Anvita Dutt has amassed a mastery in locating the universality of complex human relationships, set in past eras, since her auspicious debut with 2020’s BULBUL. She and her leading star Tripti Dimri return to form an alliance that explores the challenges of being women while being pulled back by forces of patriarchy that is internalised among mothers, among those who should naturally be allies but instead become lifelong detractors. QALA is steeped in the same richness and veracity of period details, complex interrelationships and historical perspectives of gender issues as her debut.
But we must create an individual space for its profound psychological stakes. We must accomodate its appropriately paced and photographed recreation of the third and fourth decades of the 20th century where colonial legacy sits on the same throne as native cultural heritage. Where the verisimilitude of the interiors, lighting, mannerisms hardly mask human motivations existing since time immemorial. Temporal and spatial landscapes have a quaint way of transporting universal concerns across successive eras. A story like QALA uses as fodder familial legends and urban myths of personalities to break the illusion of perfect parental ties and artistic forebears. Things were always muddy, morally bankrupt even as immaculate outlines blinded us by nostalgia.

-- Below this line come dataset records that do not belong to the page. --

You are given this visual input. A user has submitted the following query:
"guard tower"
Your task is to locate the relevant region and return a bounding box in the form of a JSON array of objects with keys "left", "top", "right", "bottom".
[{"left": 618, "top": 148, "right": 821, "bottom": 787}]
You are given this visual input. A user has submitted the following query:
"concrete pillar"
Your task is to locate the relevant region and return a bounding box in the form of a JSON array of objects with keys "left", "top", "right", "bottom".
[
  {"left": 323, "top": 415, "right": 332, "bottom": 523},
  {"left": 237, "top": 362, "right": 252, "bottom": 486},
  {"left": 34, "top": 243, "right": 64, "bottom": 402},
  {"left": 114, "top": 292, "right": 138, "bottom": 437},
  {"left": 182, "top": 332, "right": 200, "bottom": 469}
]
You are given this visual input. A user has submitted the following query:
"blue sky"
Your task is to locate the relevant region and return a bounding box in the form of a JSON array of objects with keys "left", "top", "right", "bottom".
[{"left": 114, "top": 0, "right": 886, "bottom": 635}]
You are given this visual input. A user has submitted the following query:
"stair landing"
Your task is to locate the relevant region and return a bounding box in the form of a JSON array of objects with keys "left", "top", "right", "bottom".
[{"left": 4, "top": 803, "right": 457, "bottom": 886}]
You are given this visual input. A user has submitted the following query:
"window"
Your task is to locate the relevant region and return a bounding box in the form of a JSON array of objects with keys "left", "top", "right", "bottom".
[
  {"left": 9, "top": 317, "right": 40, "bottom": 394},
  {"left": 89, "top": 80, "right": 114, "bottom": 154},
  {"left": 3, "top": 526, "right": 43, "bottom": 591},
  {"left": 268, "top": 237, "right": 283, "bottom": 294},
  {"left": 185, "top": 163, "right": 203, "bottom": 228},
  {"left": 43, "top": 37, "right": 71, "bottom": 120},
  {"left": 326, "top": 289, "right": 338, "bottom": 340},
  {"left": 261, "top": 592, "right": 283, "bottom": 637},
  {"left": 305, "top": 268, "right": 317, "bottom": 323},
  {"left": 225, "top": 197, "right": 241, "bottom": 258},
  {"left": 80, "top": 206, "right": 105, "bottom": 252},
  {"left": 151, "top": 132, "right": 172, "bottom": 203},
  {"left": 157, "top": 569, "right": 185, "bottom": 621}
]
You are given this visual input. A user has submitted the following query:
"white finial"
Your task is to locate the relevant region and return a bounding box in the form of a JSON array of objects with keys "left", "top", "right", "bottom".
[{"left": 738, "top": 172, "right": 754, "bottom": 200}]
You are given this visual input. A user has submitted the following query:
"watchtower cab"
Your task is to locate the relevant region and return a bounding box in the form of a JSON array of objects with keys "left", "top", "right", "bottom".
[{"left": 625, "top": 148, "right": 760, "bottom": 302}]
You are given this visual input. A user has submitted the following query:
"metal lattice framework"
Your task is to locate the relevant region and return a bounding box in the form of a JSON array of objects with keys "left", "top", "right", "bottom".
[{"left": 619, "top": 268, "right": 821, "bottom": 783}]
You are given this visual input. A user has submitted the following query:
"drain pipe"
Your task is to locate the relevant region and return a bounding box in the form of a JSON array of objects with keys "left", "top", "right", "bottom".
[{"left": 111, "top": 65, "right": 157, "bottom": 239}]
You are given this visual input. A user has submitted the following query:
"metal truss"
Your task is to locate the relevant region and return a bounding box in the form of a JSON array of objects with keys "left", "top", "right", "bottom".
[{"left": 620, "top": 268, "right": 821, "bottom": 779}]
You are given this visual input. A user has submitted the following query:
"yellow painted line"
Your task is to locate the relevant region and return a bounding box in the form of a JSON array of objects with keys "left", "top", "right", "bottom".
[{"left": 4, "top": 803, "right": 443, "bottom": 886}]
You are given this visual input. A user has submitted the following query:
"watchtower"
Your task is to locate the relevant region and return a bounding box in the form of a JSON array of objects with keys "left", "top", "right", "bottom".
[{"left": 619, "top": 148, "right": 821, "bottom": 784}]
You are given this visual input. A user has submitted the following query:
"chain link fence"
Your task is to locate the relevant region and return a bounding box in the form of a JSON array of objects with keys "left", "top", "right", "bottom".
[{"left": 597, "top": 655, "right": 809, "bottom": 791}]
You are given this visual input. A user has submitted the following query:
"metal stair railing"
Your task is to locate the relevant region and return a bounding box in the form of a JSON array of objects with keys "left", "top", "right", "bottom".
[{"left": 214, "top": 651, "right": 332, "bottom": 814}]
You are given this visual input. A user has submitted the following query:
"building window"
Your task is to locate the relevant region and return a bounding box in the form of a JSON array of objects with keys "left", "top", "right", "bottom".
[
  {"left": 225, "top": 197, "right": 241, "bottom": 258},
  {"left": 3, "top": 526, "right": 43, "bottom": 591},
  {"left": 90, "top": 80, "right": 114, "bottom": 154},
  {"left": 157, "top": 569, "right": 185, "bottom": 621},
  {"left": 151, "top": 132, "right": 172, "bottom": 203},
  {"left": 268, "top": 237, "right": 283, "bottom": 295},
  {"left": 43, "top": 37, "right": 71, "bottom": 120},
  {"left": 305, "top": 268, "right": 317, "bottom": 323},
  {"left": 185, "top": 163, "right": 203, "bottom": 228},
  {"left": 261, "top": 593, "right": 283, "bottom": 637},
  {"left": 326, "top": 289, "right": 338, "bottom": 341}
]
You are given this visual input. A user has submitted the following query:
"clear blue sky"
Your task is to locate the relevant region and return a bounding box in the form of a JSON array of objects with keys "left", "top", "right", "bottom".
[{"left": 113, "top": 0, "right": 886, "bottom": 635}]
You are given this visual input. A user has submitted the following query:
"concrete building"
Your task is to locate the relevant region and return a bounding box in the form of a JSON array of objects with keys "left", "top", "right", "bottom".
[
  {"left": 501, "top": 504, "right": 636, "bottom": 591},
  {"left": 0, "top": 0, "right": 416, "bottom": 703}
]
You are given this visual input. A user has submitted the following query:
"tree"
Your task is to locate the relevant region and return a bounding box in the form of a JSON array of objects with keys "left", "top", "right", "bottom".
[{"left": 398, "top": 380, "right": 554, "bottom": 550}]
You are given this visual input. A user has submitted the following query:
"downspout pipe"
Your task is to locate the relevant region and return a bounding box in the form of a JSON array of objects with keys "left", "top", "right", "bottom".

QALA is, to me, a gut-wrenching indictment of mental splinters that cannot be reconstituted to issue apologies for a past where childhoods inherit hate and the cold, cold cruelty of an adult world commissions guilt and shame for a lifetime.
Go in for the period flourishes. Come back from it with an urgent thematic probing of mental health and loveless denuoements. Swastika Mukherjee and Tripti Dimri create that realistic reproduction of a mother-daughter matrix that is far from perfect and is toxic and damaging from the get-go while Babil Khan, in his foray into the inner world of a musician, captures his own father Irfan Khan’s immersive early part as a classical singer in Govind Nihalani’s DRISHTI.
I am haunted by the parental cruelty that is so realistically fleshed out here, a deconstruction of the mother figure independent of the halo we accord to them. If mental health needs to be further destigmatised then we should reevaluate the role of our guardians who don’t usually refrain from giving us our first, incurable scars by their misogyny and culturally sanctioned dominance.